Pour la première fois, un manifestant hongkongais a été blessé mardi à la poitrine par un tir à balle réelle lors d'affrontements qui ont éclaté en marge de manifestations pro-démocratie auxquelles ont pris part des dizaines de milliers de personnes déterminées à gâcher le 70ème anniversaire de la Chine populaire.

Usage "disproportionné" des tirs à balle réelle

Cette balle a été tirée par un policier dont l'unité avait été attaquée par des protestataires dans le quartier de Tsuen Wan, à environ 10 kilomètres du centre-ville, selon une source policière sous couvert de l'anonymat. Le manifestant a été évacué, inconscient, vers l'hôpital Princess Margaret. Une porte-parole de l'Autorité hospitalière a affirmé à l'AFP que 15 personnes avaient été hospitalisées dans la foulée des manifestations de mardi.

Le chef de la diplomatie britannique, Dominic Raab, a dénoncé mardi comme "disproportionné" le recours aux tirs à balle réelle par la police de Hong Kong, qui a blessé un manifestant pro-démocratie, appelant les deux parties à la "retenue". 

"Bien qu'il n'y ait aucune excuse à la violence, le recours aux balles réelles est disproportionné et ne peut que risquer d'envenimer la situation", a déclaré M. Raab dans un communiqué, appelant à "un dialogue constructif", à "la retenue" et à "une désescalade à la fois de la part des manifestants et des autorités" de l'ex-colonie britannique.

Des affrontements qui ont duré tout l'après-midi

Mobilisés depuis juin, les militants pro-démocratie ont répondu en masse à l'appel à crier encore plus fort, à l'occasion de cet anniversaire, leur ressentiment à l'encontre du régime chinois.

Des affrontements ont fait rage pendant des heures mardi après-midi dans différents quartiers du territoire semi-autonome. Des groupuscules radicaux ont lancé des pierres et des cocktails Molotov et la police anti-émeute a riposté avec des gaz lacrymogènes, des balles en caoutchouc et des canons à eau. Des barricades ont été incendiées, dégageant une épaisse fumée noire entre les gratte-ciel de ce centre financier international.

Ces images d'affrontements violents contrastaient avec le gigantesque défilé militaire organisé quelques heures plus tôt, place Tianamnen à Pékin, auquel ont assisté le président Xi Jinping et la cheffe de l'exécutif hongkongais, Carrie Lam, dont la popularité est au plus bas.

La contestation hongkongaise face aux pro-Pékin

Malgré les interdictions des autorités, des petits groupes de manifestants se sont retrouvés mardi après-midi dans une douzaine de quartiers.
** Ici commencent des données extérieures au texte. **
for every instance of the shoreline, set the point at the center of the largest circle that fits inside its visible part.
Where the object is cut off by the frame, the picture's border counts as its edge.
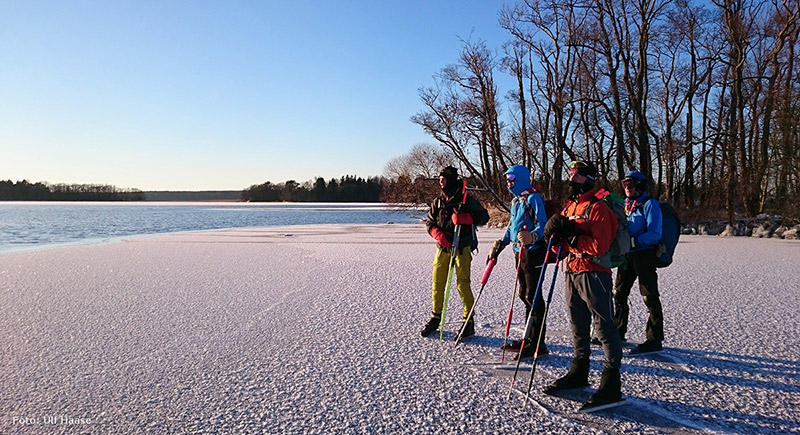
(281, 329)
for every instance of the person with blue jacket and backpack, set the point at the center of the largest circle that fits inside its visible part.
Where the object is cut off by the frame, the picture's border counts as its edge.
(644, 227)
(526, 230)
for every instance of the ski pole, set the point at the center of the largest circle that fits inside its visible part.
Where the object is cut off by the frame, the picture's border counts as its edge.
(451, 267)
(513, 298)
(541, 330)
(484, 279)
(530, 315)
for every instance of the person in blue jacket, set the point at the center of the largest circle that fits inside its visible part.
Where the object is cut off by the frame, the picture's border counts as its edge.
(644, 227)
(526, 230)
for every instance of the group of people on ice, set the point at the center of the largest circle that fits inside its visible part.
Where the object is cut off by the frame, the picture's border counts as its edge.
(583, 233)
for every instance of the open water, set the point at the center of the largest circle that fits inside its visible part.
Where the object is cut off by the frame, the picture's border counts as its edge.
(35, 225)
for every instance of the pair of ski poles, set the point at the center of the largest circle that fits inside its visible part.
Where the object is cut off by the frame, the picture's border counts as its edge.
(529, 321)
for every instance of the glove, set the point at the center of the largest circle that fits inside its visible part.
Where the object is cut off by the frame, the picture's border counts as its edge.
(560, 226)
(441, 238)
(462, 219)
(527, 237)
(497, 248)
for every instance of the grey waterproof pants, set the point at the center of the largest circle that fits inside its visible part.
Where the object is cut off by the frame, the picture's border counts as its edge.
(589, 299)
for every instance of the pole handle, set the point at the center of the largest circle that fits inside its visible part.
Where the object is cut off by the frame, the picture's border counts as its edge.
(488, 271)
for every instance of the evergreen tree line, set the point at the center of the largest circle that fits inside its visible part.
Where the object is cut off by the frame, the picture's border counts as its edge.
(26, 191)
(346, 189)
(703, 97)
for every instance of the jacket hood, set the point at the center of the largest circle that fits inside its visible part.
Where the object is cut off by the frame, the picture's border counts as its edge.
(523, 179)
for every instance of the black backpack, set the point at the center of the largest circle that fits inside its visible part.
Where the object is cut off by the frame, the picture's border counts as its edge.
(670, 233)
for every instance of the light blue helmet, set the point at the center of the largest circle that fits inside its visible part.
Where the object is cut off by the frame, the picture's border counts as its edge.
(521, 177)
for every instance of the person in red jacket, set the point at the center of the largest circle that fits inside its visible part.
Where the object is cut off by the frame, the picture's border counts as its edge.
(585, 231)
(448, 211)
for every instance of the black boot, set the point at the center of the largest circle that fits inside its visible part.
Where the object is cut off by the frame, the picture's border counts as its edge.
(513, 346)
(469, 329)
(530, 349)
(609, 391)
(577, 377)
(431, 326)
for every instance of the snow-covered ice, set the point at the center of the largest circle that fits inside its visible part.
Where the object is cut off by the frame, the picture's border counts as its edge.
(315, 329)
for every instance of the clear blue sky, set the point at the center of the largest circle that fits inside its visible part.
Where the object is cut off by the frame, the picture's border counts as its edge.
(197, 95)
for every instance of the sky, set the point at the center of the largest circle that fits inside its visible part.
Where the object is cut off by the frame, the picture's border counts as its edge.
(221, 95)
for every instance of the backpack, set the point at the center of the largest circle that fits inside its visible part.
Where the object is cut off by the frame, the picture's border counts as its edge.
(551, 207)
(670, 233)
(621, 244)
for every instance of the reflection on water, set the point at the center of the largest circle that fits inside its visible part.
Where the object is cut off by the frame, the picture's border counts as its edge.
(32, 225)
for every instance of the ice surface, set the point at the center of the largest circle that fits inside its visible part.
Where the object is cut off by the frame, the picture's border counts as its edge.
(315, 329)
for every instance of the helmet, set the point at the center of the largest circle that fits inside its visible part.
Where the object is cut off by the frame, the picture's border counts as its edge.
(585, 169)
(638, 180)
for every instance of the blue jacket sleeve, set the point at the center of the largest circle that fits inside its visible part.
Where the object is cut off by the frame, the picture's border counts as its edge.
(537, 206)
(652, 234)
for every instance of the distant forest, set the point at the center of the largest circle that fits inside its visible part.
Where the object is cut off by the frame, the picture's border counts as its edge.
(346, 189)
(26, 191)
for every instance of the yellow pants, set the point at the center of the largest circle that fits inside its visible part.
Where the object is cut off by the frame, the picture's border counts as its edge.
(441, 265)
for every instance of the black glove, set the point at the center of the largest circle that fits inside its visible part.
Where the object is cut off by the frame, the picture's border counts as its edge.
(561, 227)
(497, 247)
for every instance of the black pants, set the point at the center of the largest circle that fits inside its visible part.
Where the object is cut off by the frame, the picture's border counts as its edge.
(529, 271)
(641, 265)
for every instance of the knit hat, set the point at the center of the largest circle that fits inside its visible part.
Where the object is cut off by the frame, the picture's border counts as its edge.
(450, 174)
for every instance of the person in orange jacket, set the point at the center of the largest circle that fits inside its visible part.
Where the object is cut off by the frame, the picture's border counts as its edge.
(585, 230)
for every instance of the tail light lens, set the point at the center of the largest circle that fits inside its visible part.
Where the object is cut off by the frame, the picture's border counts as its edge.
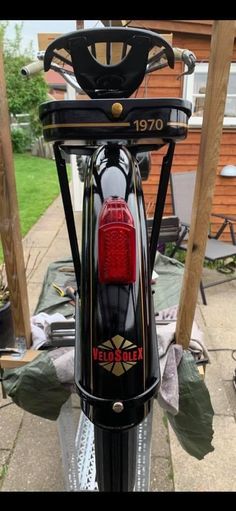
(116, 243)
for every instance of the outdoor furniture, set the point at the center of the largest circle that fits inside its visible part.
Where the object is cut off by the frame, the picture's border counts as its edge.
(182, 190)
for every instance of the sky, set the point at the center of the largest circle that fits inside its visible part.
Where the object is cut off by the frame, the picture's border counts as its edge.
(32, 27)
A Tsuen Wan, dans les Nouveaux Territoires, des manifestants masqués et armés de parapluies et de bâtons s'en sont pris à des policiers anti-émeutes qui avaient procédé à des interpellations.

Un groupe de parlementaires a été attaqué par des pro-Pékin alors qu'ils portaient symboliquement un cercueil dans le quartier d'affaires de Wan Chai. La police est rapidement intervenue pour mettre fin à l'altercation, en utilisant du gaz au poivre.

De l'autre côté de la baie, dans le quartier Tsim Sha Tsui, des manifestants ont entonné "Gloire à Hong Kong", hymne de la contestation hongkongaise. Une cinquantaine de personnes se sont également réunies sur le port pour agiter des drapeaux chinois et crier "Vive notre mère patrie!".

Après un week-end marqué par un regain de violences, la police avait mis en garde lundi contre une situation "très, très dangereuse" mardi. Hong Kong traverse depuis juin sa plus grave crise politique depuis sa rétrocession en 1997, avec des actions quasi-quotidiennes et des affrontements violents entre radicaux et policiers.